Clinicogenetic study of CHCHD2 in patients with autosomal dominant familial Parkinson's disease

      We have identified a novel causative gene, CHCHD2 responsible for patients with autosomal dominant cases of Parkinson's disease (PD). Family members had a missense mutation (CHCHD2, 182C>T, Thr61Ile) in family A by next-generation sequencing. We obtained samples from a further 340 index patients with autosomal dominant PD, 517 patients with sporadic PD, and 559 controls. Additional three CHCHD2 mutations in four of 341 index cases from independent families with autosomal dominant PD were detected by CHCHD2 mutation screening: 182C>T (Thr61Ile), 434G>A (Arg145Gln), and 300 + 5G>A. In SH-SY5Y cells, the 300+5G>A mutation but not the other two mutations caused exon 2 skipping.
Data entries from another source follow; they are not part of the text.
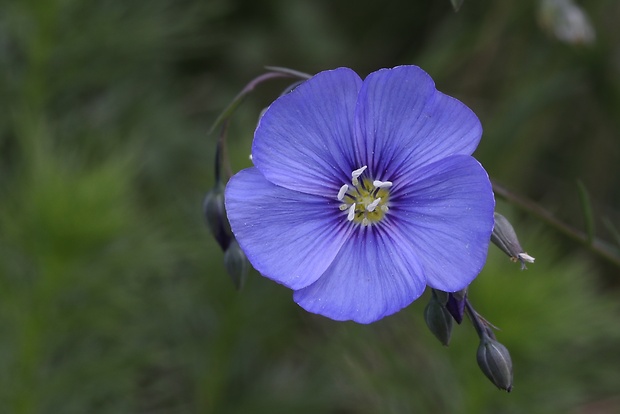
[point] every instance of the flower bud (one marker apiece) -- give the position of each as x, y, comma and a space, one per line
566, 21
215, 215
456, 305
494, 361
438, 319
505, 238
236, 264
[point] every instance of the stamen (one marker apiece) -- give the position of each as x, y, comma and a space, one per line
343, 191
382, 184
373, 205
526, 257
351, 214
356, 173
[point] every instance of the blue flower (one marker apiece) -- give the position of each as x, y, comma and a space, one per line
363, 193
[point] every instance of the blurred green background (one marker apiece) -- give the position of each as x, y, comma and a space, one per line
113, 297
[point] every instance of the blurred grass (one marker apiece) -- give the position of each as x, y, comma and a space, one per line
113, 297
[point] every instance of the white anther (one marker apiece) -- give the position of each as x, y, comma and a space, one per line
356, 173
373, 205
343, 191
351, 214
382, 184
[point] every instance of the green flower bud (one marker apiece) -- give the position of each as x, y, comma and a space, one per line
494, 361
438, 319
236, 264
215, 215
505, 238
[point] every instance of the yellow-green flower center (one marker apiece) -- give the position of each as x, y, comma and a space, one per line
366, 200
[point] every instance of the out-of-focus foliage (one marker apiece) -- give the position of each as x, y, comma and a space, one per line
113, 296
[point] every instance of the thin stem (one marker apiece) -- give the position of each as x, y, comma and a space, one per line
481, 328
597, 246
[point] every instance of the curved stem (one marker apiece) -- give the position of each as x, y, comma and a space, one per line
596, 246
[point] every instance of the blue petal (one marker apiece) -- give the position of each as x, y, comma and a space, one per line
373, 276
445, 210
304, 141
288, 236
402, 120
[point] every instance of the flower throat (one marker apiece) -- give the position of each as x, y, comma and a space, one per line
366, 200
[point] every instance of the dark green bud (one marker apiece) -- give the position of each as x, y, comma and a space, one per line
215, 215
438, 319
236, 264
505, 238
494, 361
CHCHD2 mutations could be a cause for autosomal dominant PD. Clinical phenotypes of patients with CHCHD2 mutations show tremor dominant PD and uptake of 123I-MIBG myocardial scintigraphy of one patient from family A is decreasing. However, dementia and urinary urgency were not observed among all patients with CHCHD2 mutations so far. Clinical phenotypes are very similar to those of PARK8 except for dementia. Taken together, clinical phenotypes are benign including good responsiveness to levodopa compared to PARK8. Further studies will be needed to evaluate the clinical symptoms such as the presence of depression or olfactory dysfunctions.